Verbreitung, Erwerb und Besitz von Kinderpornographie ist grundsätzlich mit einer Freiheitsstrafe zwischen einem und zehn Jahren bzw. zwischen einem Jahr und fünf Jahren bedroht.


Vorladung, Anklage Hausdurchsuchung wegen Vorbereitung sexueller Kindesmissbrauch, Cybergrooming – was tun?

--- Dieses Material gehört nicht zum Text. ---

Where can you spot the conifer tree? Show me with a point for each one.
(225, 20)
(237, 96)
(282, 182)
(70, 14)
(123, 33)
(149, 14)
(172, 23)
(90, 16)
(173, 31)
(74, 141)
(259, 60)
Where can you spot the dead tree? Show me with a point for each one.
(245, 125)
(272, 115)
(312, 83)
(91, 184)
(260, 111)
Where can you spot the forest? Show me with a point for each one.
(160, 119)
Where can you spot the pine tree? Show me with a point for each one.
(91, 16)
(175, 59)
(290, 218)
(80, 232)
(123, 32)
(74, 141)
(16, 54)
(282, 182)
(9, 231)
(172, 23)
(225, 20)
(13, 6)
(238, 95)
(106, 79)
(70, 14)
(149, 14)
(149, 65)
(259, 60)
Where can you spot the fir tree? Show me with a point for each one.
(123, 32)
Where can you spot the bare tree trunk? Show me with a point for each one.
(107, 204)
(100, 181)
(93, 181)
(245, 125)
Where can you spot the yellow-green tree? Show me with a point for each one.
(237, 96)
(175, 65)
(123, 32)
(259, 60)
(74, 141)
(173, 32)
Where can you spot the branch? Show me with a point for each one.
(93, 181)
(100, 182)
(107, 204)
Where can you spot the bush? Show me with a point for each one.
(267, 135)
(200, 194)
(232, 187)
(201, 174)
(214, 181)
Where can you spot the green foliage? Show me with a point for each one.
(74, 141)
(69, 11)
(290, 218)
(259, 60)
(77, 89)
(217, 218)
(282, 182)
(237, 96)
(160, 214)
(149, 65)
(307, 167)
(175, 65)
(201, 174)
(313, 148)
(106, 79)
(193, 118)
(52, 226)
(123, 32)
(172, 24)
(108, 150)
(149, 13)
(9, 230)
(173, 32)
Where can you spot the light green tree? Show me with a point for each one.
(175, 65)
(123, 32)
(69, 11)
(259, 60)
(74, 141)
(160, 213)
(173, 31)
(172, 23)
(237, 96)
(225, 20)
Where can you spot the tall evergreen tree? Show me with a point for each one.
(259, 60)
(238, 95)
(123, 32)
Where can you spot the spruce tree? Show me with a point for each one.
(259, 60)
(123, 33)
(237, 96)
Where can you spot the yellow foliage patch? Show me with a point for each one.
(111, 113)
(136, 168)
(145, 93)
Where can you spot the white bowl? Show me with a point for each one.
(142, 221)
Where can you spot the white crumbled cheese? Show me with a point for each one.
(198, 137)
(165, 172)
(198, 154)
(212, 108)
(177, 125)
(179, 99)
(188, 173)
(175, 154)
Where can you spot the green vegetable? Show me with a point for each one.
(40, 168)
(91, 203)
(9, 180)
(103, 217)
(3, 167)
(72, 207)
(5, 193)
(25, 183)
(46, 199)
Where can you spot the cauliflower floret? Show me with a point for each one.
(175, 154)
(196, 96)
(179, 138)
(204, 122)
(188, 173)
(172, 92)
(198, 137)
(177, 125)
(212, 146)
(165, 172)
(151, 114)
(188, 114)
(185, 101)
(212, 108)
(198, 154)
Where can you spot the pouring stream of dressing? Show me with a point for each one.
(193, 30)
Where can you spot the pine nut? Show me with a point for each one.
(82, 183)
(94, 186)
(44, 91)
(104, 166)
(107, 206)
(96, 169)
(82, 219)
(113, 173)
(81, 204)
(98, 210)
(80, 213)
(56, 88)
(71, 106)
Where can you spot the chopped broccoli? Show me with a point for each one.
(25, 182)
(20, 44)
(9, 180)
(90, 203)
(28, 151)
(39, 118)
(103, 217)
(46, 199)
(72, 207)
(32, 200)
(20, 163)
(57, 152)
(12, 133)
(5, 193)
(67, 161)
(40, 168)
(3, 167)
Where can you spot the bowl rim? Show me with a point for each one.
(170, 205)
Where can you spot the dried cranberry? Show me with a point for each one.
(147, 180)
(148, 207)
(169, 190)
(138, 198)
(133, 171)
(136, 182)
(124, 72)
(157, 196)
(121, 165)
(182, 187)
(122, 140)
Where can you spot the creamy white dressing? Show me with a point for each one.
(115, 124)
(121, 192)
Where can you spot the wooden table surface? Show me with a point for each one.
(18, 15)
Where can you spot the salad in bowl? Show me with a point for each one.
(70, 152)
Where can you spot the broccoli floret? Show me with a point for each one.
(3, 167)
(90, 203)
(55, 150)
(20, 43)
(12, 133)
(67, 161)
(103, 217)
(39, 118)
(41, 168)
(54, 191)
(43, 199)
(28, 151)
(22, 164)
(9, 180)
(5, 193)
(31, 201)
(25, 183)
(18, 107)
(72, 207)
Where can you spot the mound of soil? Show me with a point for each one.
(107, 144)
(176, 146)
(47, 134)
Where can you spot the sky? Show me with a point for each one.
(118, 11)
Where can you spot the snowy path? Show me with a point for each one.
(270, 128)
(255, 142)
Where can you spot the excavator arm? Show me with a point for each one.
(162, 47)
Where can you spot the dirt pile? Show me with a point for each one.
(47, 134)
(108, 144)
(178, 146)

Sollten Sie eine Vorladung mit dem Vorwurf des sexuellen Missbrauchs von Kindern, der Vorbereitung des sexuellen Missbrauchs von Kindern oder mit dem Vorwurf Kinderpornographie erhalten haben oder wegen dieser Vorwürfe mit einer Hausdurchsuchung / Wohnungsdurchsuchung konfrontiert sein, gilt es einiges zu beachten. 


Insbesondere …

  • Schweigen Sie zum Tatvorwurf. Lassen Sie sich auch bei einer Wohnungsdurchsuchung nicht auf Gespräche mit den Ermittlungsbeamten ein, egal wie unverfänglich diese wirken. Ohne vorherige Einsicht in die Ermittlungsakten durch einen Rechtsanwalt für Strafrecht, ist jedes Wort ein Spiel mit dem Feuer. Sie müssen bestimmte Angaben zu Ihrer Person machen, zur Sache, also zum Vorwurf, müssen Sie aber nichts sagen. Nutzen Sie Ihr Schweigerecht als Beschuldigter.
  • Bleiben Sie ruhig. Die Situation ist purer Stress. Dennoch sollten Sie nun nicht die Nerven verlieren und sich z.B. um Kopf und Kragen reden oder sogar die Ermittlungsbeamten angreifen. Schlimmstenfalls verbauen Sie sich damit nicht nur Verteidigungsmöglichkeiten, sondern machen sich wegen weiterer Delikte strafbar.
  • Rufen Sie so schnell wie möglich einen erfahrenen und spezialisierten Anwalt für Strafrecht an. Dieser weiß, was nun auf Sie zukommen wird und kann eine passende Verteidigungsstrategie für Sie erarbeiten.